The oesophagus is a muscular tube connecting the mouth to the stomach. It is around 25 cm long in adults. When food is swallowed, the walls of the oesophagus contract to move the food down to the stomach.  The stomach breaks down much of the food chemically and mechanically, using powerful stomach acids and stomach muscle movement. The food is then transferred into the small intestine.

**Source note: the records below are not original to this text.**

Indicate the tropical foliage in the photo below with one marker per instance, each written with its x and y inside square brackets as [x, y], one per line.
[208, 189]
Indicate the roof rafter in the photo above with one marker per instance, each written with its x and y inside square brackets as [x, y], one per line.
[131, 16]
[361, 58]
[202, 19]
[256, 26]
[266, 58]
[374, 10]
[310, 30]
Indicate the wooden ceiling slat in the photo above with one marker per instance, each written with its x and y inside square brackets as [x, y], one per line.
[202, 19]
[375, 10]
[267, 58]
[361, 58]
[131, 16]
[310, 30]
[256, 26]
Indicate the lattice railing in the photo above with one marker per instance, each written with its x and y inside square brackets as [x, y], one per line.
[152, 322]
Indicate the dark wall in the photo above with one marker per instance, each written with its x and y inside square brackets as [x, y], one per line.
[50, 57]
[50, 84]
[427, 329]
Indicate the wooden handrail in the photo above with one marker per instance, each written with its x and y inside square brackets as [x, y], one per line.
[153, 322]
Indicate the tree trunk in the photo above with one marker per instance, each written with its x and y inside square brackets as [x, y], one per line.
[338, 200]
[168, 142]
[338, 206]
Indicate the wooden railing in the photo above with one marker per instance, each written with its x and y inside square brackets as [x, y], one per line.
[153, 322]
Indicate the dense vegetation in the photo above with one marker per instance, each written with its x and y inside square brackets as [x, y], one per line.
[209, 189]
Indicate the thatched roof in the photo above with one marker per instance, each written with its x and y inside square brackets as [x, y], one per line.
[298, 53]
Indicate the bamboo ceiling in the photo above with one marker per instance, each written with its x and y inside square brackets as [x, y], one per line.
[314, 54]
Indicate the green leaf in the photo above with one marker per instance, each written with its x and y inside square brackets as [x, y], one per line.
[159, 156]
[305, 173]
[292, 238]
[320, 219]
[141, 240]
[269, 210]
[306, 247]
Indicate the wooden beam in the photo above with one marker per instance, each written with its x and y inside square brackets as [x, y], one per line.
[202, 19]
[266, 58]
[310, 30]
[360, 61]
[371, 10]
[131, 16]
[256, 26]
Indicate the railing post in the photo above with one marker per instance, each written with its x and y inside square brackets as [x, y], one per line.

Effects of absorption of chemicals through the digestive system or by direct contact

Chemicals that are ingested often affect the throat or stomach lining first and, if absorbed, then affect the liver. The chemicals can either be broken down or transported to other parts of the body where they can accumulate. As with inhalation, chemicals can also react more directly with linings of the mouth, throat, stomach or bowel. Corrosives and irritants have an acute effect on the digestive system. They react chemically with the linings of the oesophagus and stomach and either inflame the tissues (in the case of irritants) or destroy them (corrosives). Corrosives can also cause ulcerations to occur in the stomach.

Other chemicals that are ingested have more chronic effects. Toxins, carcinogens and mutagens may be absorbed through the intestines and are transported to other organs via the circulatory system. Accumulation of these chemicals can either poison the organs or potentially cause the uncontrolled growth of abnormal cells or change of normal cells.